Suggested Methods To Measure Indicators And Address Cross-Cutting Issues

Ideally, indicators such as those shown in Box 7-2 should be made routinely available to guide service performance. However, the complexity of indicators, the cross-cutting issues mentioned above, and, in particular, the confidentiality of all patient-linked information make a routine monitoring approach impractical. If they are carefully planned using quantitative and qualitative approaches, surveys or small studies at regular intervals can provide necessary information to identify ways to improve services and learn about sensitive issues. However, it will remain difficult to measure coverage because all infected people in need of care cannot easily be identified at the community level.

A health facility-based observational survey and staff interviews can address the scope of comprehensive care elements and capacity issues such as trained staff, drug supply status, and referral capacity (as mentioned in Box 7-2). Focus group discussions with care providers can provide very useful additional information on attitudes, gender or age biases, and personal fears and concerns. When repeated yearly, these surveys, interviews, and discussions can detect trends in both the quantitative and qualitative sense. When it comes to measuring perceptions or experiences of patients or clients receiving care, inpatient or exit interviews at the care facility may not be the best source of information. People with HIV usually do not want to risk being identified through interviews as HIV positive. However, where support groups for people living with HIV exist, innovative ways to gather members and others for focus group discussions are feasible. Accepting that such a group is not randomly selected, conclusions about coverage of care cannot be made, but very useful information on the quality of care and insights about care provision as well as information on stigma and gender issues can be obtained. Household interviews within home care programs for people with chronic illnesses usually identify those with late-stage disease. Again, qualitative methods such as in-depth interviews or focus groups can provide information on quality of home care and care-seeking behavior, while survey methods using questionnaires can elicit data on coverage and scope.

Conclusion

This chapter has attempted to propose approaches to developing monitoring and evaluation mechanisms for HIV/AIDS care programs. The proposed approach recognizes that such systems should develop along several guiding principles:

  • The standards and norms of care should be defined in each country, for each level of services, and for each population affected, and these norms and standards should be used as baseline reference for monitoring and evaluation purposes.

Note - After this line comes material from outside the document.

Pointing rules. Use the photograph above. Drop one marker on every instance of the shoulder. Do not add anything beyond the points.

  • The efficiency and effectiveness of the care continuum should be monitored and evaluated in order to explore and document the possible occurrence of gaps in the referral system.

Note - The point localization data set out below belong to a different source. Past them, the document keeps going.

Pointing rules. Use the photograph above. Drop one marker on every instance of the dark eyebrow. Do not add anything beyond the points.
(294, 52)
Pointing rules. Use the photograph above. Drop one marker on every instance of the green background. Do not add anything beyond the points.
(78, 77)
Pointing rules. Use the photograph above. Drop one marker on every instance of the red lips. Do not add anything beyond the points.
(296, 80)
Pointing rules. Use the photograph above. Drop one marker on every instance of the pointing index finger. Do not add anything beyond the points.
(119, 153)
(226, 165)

  • Monitoring and evaluation systems must be geared to respond to questions that are relevant to decision-making at the local level, where care has been provided.

  • Cross-cutting issues should be considered both in designing HIV/AIDS care programs and in drawing up and implementing monitoring and evaluation processes. Monitoring and evaluation processes should build such factors as gender, age, and human rights into their initial design and draw on quantitative and qualitative methods.

By feeding into periodic program planning, the application of findings arising from monitoring and evaluation will affect the equitable access to quality care. The capacity of care systems to add more effective and costly HIV/AIDS drugs to their treatment panoply will depend, to a large extent, on their ability to demonstrate that they can effectively and safely deliver increasingly complex services.